Information today spreads faster than ever before. Although digitalisation has made brands more accessible to the consumer, it has exposed them to all sorts of factors that can harm and in some cases, completely destroy the brand. Negative reviews online, low quality content and simply not paying attention to what your audience has to say can make or break a brand.
This is where reputation management comes in. In order for a brand to convey a strong message of credibility, they need to invest in a solid reputation management strategy. While it is not necessary for companies to fervently micromanage what the Internet is saying about their services and practices, it is crucial to focus on promoting content that projects a desired image.
Instead of droning on about why reputation management is crucial in PR, let’s take a look at a brand who would appreciate another shot at executing effective reputation management:
Domino’s YouTube nightmare
Two Domino’s employees posted a series of video clips on YouTube of themselves carrying out stomach-turning acts to food that was supposed to be sold to customers. To make matters worse, the videos crossed 1 million views and Domino’s took a whole 48 hours to respond to the incident. The outrage regarding Domino’s poor reaction time was justified and the brand’s image took a massive hit. Domino’s maintained that they did not want to make a statement hastily and draw more attention to the YouTube video fiasco. Although they eventually fired the employees and sanitised the store, it was already a PR disaster.
The biggest take-away from this incident is that brands have less than 24 hours to respond to a crisis.
Also worth noting is the type of response issued by the brand. This can be a game-changer. If a brand responds offensively, their reputation is not the only factor at stake. Case in point is when United Airlines issued a nasty response to recording of a passenger who was forcefully removed from their flight, the brand’s parent company United Continental Holdings lost 1 billion in shares.
So why do PR consultancies need to sit up and pay attention?
Quite simply put, PR firms today don’t operate the way they did 10 years ago.
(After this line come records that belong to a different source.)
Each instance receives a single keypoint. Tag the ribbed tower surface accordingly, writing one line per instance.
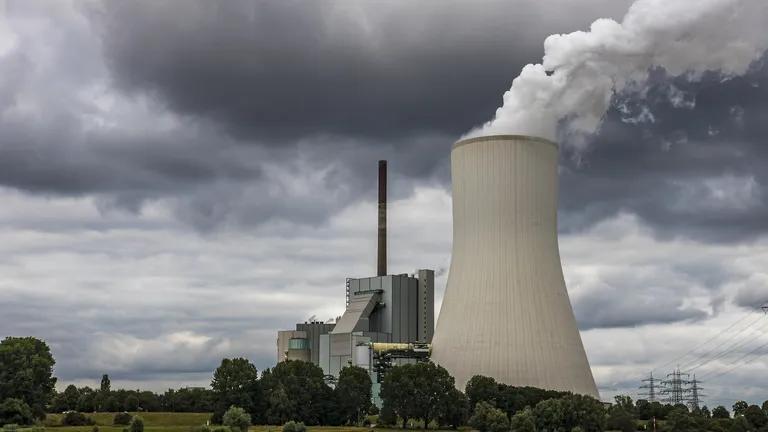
(506, 312)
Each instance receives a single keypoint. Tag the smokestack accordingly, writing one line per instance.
(382, 249)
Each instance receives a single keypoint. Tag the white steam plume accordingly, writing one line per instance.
(581, 70)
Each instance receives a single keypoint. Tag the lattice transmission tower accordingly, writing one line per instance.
(650, 387)
(694, 390)
(674, 387)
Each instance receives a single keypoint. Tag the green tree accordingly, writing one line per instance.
(720, 412)
(235, 382)
(755, 416)
(87, 400)
(620, 419)
(306, 396)
(137, 424)
(237, 419)
(740, 424)
(680, 420)
(643, 409)
(482, 389)
(15, 411)
(487, 418)
(26, 372)
(131, 403)
(568, 412)
(353, 393)
(293, 426)
(66, 400)
(625, 402)
(455, 413)
(416, 391)
(739, 407)
(523, 421)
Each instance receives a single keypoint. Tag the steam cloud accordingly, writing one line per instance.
(572, 88)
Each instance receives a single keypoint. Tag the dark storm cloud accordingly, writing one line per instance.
(688, 158)
(294, 68)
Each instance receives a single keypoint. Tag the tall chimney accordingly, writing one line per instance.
(382, 250)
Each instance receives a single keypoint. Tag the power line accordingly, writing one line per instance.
(675, 360)
(736, 365)
(652, 388)
(738, 343)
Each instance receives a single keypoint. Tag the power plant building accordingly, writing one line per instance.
(384, 309)
(506, 312)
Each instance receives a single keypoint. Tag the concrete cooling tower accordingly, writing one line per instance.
(506, 312)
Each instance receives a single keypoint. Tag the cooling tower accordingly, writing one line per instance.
(506, 312)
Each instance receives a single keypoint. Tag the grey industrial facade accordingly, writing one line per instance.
(383, 309)
(388, 309)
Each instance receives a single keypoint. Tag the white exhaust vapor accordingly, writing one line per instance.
(573, 85)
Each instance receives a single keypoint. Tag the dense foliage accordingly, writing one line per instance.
(295, 394)
(354, 394)
(237, 419)
(15, 411)
(26, 372)
(417, 391)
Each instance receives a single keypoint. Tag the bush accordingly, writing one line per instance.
(387, 417)
(137, 424)
(123, 419)
(15, 412)
(237, 419)
(487, 418)
(619, 419)
(74, 418)
(523, 421)
(293, 426)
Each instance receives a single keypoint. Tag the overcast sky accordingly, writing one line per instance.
(181, 179)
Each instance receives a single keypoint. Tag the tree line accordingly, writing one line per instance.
(419, 395)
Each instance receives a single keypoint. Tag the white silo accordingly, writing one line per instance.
(506, 312)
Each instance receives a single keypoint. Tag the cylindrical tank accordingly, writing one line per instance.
(506, 312)
(298, 349)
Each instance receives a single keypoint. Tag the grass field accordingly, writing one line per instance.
(169, 422)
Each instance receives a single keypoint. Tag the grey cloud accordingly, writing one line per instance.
(290, 68)
(673, 173)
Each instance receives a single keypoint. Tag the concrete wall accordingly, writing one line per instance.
(506, 312)
(283, 337)
(313, 331)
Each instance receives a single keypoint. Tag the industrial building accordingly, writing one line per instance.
(506, 312)
(396, 310)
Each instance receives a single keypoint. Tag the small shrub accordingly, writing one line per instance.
(488, 418)
(122, 419)
(137, 424)
(237, 419)
(74, 418)
(293, 426)
(15, 412)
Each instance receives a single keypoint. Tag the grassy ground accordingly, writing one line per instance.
(169, 422)
(151, 419)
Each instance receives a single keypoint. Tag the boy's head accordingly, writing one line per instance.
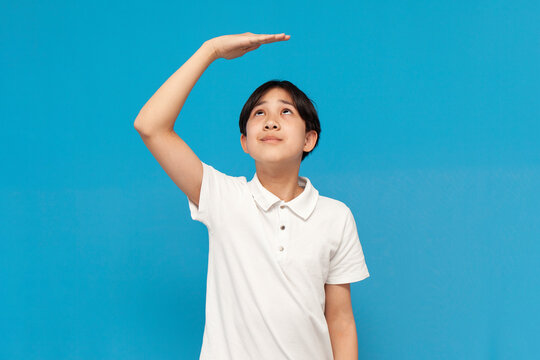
(294, 121)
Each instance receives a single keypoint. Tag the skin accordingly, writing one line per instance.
(278, 163)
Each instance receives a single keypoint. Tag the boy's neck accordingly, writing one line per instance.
(282, 183)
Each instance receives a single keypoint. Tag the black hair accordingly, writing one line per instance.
(304, 105)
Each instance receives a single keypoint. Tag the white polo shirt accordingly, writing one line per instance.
(267, 265)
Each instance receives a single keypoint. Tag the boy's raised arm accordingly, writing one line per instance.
(155, 121)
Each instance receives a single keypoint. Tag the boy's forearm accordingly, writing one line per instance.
(161, 110)
(344, 340)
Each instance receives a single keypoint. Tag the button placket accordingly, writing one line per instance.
(283, 232)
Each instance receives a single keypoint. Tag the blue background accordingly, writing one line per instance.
(430, 134)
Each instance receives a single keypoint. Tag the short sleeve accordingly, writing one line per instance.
(217, 189)
(348, 264)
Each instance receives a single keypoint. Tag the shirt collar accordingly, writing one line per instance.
(303, 205)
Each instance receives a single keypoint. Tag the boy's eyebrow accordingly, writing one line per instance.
(283, 101)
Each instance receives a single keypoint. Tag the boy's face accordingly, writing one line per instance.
(272, 117)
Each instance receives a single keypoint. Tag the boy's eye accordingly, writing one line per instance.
(258, 111)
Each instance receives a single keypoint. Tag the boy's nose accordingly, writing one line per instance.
(271, 124)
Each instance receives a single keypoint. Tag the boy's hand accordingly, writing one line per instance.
(233, 46)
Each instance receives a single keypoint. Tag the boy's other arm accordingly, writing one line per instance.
(340, 319)
(155, 124)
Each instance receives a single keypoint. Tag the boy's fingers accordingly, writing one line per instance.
(269, 38)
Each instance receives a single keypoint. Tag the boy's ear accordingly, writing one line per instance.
(311, 140)
(243, 142)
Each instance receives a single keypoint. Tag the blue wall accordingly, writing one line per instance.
(430, 134)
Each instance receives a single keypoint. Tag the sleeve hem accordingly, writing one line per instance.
(348, 279)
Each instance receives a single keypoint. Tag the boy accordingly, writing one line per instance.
(281, 257)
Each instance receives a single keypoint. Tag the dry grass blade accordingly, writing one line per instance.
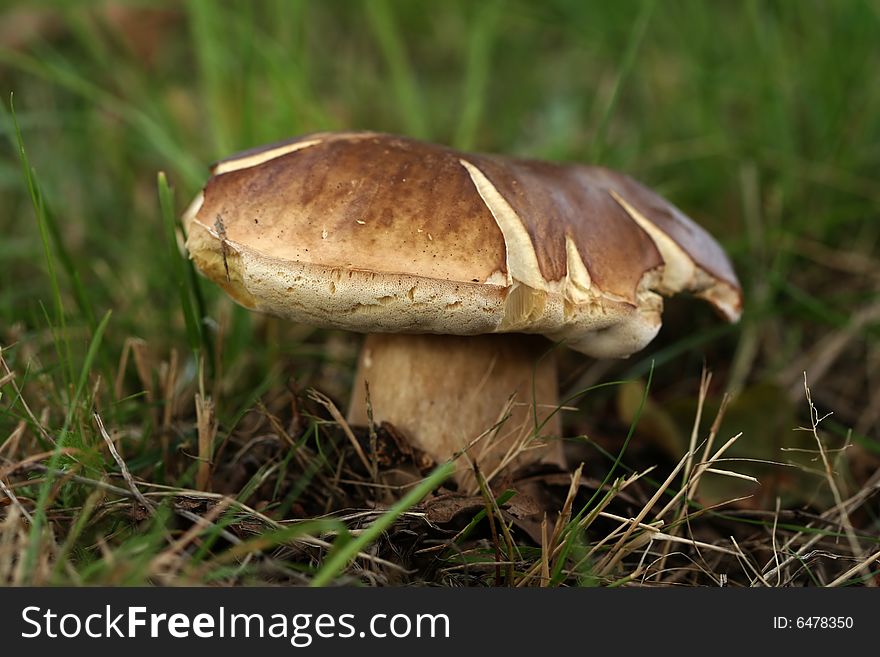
(617, 552)
(206, 424)
(122, 467)
(858, 568)
(327, 403)
(815, 420)
(200, 523)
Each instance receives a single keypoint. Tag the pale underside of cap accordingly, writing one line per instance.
(376, 233)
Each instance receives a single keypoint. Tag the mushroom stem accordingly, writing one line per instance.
(450, 393)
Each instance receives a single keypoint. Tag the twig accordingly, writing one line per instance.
(122, 467)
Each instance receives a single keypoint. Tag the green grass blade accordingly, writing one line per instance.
(403, 79)
(195, 330)
(34, 542)
(629, 57)
(58, 325)
(476, 76)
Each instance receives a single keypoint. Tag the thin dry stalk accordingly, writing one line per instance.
(815, 420)
(206, 424)
(617, 552)
(545, 553)
(122, 467)
(327, 403)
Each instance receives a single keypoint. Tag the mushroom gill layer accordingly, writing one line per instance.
(375, 233)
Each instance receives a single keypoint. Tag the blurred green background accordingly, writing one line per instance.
(760, 119)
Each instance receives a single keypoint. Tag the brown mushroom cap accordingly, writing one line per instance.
(377, 233)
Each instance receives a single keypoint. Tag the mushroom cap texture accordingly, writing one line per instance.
(378, 233)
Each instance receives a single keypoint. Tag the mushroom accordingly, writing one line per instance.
(453, 264)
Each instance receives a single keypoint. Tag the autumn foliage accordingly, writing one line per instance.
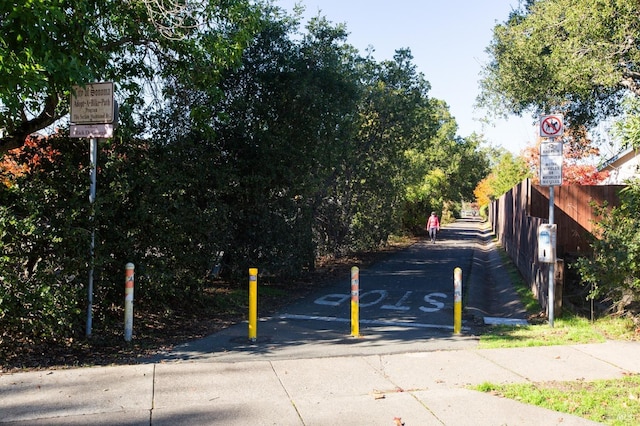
(20, 161)
(576, 170)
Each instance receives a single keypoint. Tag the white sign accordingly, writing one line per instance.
(551, 148)
(91, 131)
(551, 126)
(92, 104)
(551, 170)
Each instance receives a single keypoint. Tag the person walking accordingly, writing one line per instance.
(433, 226)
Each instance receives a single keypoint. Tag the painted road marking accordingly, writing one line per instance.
(369, 322)
(375, 297)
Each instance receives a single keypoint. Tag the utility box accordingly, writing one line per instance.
(547, 243)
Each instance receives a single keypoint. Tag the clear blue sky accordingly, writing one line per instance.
(447, 38)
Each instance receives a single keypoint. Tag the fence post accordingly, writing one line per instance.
(355, 302)
(457, 300)
(253, 304)
(128, 301)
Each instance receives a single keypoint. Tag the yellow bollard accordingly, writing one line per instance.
(457, 300)
(355, 302)
(128, 301)
(253, 304)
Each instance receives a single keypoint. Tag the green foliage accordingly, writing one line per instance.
(618, 243)
(506, 172)
(304, 149)
(44, 242)
(576, 57)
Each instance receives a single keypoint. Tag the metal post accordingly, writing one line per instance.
(93, 160)
(253, 304)
(128, 301)
(457, 300)
(355, 301)
(551, 297)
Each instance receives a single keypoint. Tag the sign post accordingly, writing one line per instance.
(551, 127)
(92, 114)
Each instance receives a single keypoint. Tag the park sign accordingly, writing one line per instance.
(551, 163)
(92, 104)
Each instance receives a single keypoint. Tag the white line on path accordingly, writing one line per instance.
(369, 322)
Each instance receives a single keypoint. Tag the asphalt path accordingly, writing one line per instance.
(406, 304)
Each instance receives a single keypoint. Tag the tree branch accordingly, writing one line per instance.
(16, 137)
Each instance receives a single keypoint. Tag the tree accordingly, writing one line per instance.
(617, 243)
(575, 57)
(47, 47)
(508, 171)
(577, 162)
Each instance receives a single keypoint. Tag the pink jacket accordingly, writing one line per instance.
(433, 222)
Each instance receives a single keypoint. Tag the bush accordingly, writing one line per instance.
(618, 243)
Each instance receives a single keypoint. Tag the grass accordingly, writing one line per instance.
(612, 402)
(568, 330)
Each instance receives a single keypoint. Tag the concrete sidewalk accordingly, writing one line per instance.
(421, 388)
(327, 379)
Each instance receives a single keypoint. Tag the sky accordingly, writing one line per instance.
(447, 39)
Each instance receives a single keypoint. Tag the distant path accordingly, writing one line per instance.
(406, 304)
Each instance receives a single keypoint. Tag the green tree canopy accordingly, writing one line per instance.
(46, 47)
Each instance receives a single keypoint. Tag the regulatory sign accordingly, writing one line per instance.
(551, 126)
(98, 131)
(551, 148)
(92, 104)
(550, 170)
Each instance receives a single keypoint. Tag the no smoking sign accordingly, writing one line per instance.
(551, 126)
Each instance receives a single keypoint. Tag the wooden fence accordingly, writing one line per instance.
(516, 216)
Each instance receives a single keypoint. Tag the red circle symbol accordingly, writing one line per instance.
(551, 126)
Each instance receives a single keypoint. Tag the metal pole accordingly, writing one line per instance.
(457, 300)
(551, 297)
(93, 159)
(128, 301)
(355, 301)
(253, 304)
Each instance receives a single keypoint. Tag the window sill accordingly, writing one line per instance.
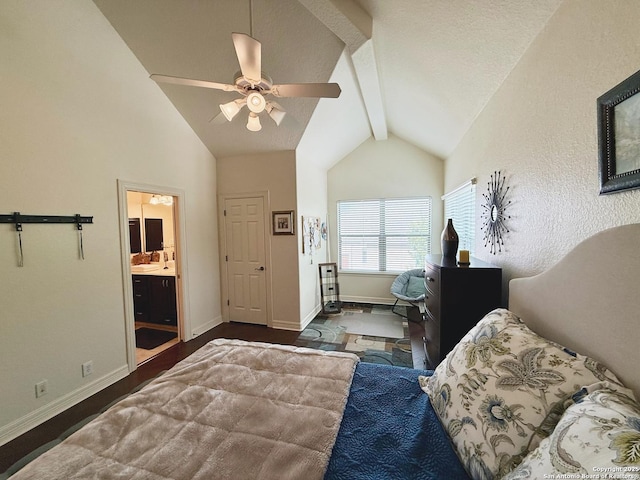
(368, 273)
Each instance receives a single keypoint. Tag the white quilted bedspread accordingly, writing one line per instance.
(232, 410)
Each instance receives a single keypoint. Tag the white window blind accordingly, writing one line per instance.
(384, 235)
(460, 205)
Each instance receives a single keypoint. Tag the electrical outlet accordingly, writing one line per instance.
(87, 368)
(42, 388)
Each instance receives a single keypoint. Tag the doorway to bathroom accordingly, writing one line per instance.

Given the rate at which digitalisation is disrupting society, it is not rocket science that a brand’s reputation can be destroyed at the click of a button. It could take years for a PR consultancy to recover from poor reputation management, if at all they ever do. According to the Clutch 2018 Online Reputation Management Survey, only 42% of brands monitor their online reputation daily. That means more than 50% of brands are not managing their online reputation successfully, consequently increase the risk of damaging content being published.
PR firms are constantly on the go simply because there is no set time for a crisis to occur. When a brand’s reputation is on the line, the way a PR consultancy responds is a reflection of whether or not they have anticipated the worst-case scenario.
PR professionals need to assess the situation both from a spectator’s perspective as well as from an insider’s perspective. Understanding a blend of these perspectives will help in crafting an appropriate response to the crisis.
The importance of reputation management
A common error that brands make is to ignore a negative review assuming that it won’t gain traction. Unfortunately all it takes sometimes is one negative review to demolish a brands reputation. The fact remains that when it comes to communication, everyone makes mistakes. The first step towards reputation management is acknowledging this fact and taking steps to correct it. A classic example of this is Dell’s impressive use of its blog when their laptops were literally on fire due to errant batteries blowing up. In model reputation management style, Dell did not fabricate excuses, but instead made a solid commitment to rectifying the problem.
By admitting their faults, brands make themselves more human. In a digital age where people have access to any information they need, PR consultancies and brands need to focus on build credible online reputations to help customers connect better with them.